The day I made Barry Humphries vomit
Barry Humphries. I could write a book about him, but promise not to. For the first week after his death I could only manage a few tweets, refusing requests to add to the Everest of obits and declining to do interviews. Too many memories and, yes, mixed feelings.
Barry. It’s only now I can try to write a few hundred words about a bloke I knew for over 60 years. With whom I travelled widely and made three very different films. I introduced him to a young Rupert Murdoch – more of that later. Barry introduced me to his menacing mother. No need to be Sigmund Freud to see how she kindled his demons.
Barry. His politics and opinions would divide us, but a lot of the time it was fun; we were partners in crime. Circling old Singapore in rickshaws, taking photos of each other with duty-free cameras and laughing like loons – and circling central London in a taxi for an hour bemusing our Cockney driver by chorusing old Australian jingles. Come along and have a Peters ice-cream or a cup of Bushells Tea or some Aeroplane Jelly. Or heading to London’s Old Bond Street, lined with the world’s most expensive shops, with our first-ever American Express cards. Barry insisted on shopping in By Royal Appointment emporia – getting a scarf here, a monocle there, and a hat from the place that supplied the Duke of Edinburgh. When the grovelling salesman said a Cecil Beaton number not only suited Mr Humphries but was being offered at a discount, Barry said snootily: “I abhor a bargain and insist on paying extra.”
Another memory. We’d arranged to meet after a West End performance but my flight from Oz arrived late at Heathrow. I expected the theatre to be in darkness but the bloke at the stage door said that Dame Edna was still hurling gladdies at the audience. “He’s got toothache so he’s keeping them late as a punishment. They’ve all missed the last bus.”
A dinner in London. Rupert Murdoch and his wife, Anna, Barry and me. Murdoch was new in town. A pleasant evening and Rupert drove Barry and me back to our hotel.
One newspaper obit had Barry “exiting stage left”. Nonsense. He never did anything left. “Stage right” if you please. A subversive in every way, he was increasingly conservative. Via many of his less famous stage characters, Barry excoriated the Left. John Clarke and I went to one of Barry’s opening nights in high sprits – only to sulk in the stalls, unsmiling.
On the other hand I remember stopping Barry from smiling.
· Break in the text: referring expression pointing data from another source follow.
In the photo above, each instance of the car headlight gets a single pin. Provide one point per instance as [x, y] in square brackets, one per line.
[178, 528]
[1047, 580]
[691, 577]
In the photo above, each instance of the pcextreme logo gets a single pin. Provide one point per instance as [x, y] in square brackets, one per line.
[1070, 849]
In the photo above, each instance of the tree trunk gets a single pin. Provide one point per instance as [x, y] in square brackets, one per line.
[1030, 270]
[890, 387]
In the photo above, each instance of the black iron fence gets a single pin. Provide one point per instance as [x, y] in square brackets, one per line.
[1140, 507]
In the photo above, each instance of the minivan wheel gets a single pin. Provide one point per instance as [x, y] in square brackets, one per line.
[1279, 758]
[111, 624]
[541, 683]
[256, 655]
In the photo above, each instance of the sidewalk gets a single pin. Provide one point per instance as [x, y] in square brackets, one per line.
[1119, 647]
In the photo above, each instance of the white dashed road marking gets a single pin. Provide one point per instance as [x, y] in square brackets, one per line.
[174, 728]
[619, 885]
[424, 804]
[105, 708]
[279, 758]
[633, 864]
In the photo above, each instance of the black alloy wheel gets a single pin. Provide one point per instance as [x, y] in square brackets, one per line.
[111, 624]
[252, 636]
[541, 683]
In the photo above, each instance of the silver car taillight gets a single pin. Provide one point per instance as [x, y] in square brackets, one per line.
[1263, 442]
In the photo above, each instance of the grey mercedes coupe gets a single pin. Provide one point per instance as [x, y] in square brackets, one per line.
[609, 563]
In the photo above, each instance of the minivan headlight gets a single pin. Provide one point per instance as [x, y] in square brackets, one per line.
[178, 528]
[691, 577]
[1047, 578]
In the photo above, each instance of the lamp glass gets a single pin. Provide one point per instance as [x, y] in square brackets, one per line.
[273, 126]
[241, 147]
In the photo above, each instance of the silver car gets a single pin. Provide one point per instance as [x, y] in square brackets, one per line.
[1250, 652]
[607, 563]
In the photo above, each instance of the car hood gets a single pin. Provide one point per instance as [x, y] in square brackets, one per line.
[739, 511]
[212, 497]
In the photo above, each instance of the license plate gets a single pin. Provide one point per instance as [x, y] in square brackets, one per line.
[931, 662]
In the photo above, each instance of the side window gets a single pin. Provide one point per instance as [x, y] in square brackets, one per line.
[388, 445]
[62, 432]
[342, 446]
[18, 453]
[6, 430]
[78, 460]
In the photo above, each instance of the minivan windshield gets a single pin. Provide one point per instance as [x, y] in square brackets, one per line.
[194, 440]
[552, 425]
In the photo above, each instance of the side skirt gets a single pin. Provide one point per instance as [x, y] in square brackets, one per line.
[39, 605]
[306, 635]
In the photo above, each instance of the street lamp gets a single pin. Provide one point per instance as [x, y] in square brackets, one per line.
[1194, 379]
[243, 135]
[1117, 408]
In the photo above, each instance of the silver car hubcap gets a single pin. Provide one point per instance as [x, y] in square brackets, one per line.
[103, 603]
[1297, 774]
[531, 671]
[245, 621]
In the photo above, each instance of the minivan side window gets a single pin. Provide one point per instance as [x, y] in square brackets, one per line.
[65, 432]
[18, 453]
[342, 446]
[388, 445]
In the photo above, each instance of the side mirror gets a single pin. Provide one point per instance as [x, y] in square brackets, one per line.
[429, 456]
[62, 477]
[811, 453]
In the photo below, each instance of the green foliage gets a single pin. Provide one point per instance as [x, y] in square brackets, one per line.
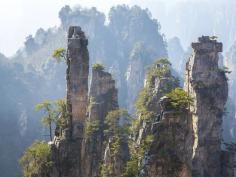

In an interview for my 1970 documentary film The Naked Bunyip I asked Mrs Everage about her sex life with Norm. She/he left the set (actually my Aunty Con’s lounge room) to vomit in her garden. “I’ve never thought about it before,” he told me with a shudder. Back in character, beneath a flight of Con’s plaster ducks and a Tretchikoff print, he/she said: “Norm has never seen me naked. Nor has he expressed any desire to do so.”
Barry. Politics notwithstanding, nothing can take away from his genius. Dame Edna was Australia’s most famous cultural export since Dame Nelly. How odd that her dame-hood was the gift of our most legendary leftie – a captain’s choice of PM Whitlam in a Barry McKenzie fillum. Exit stage right.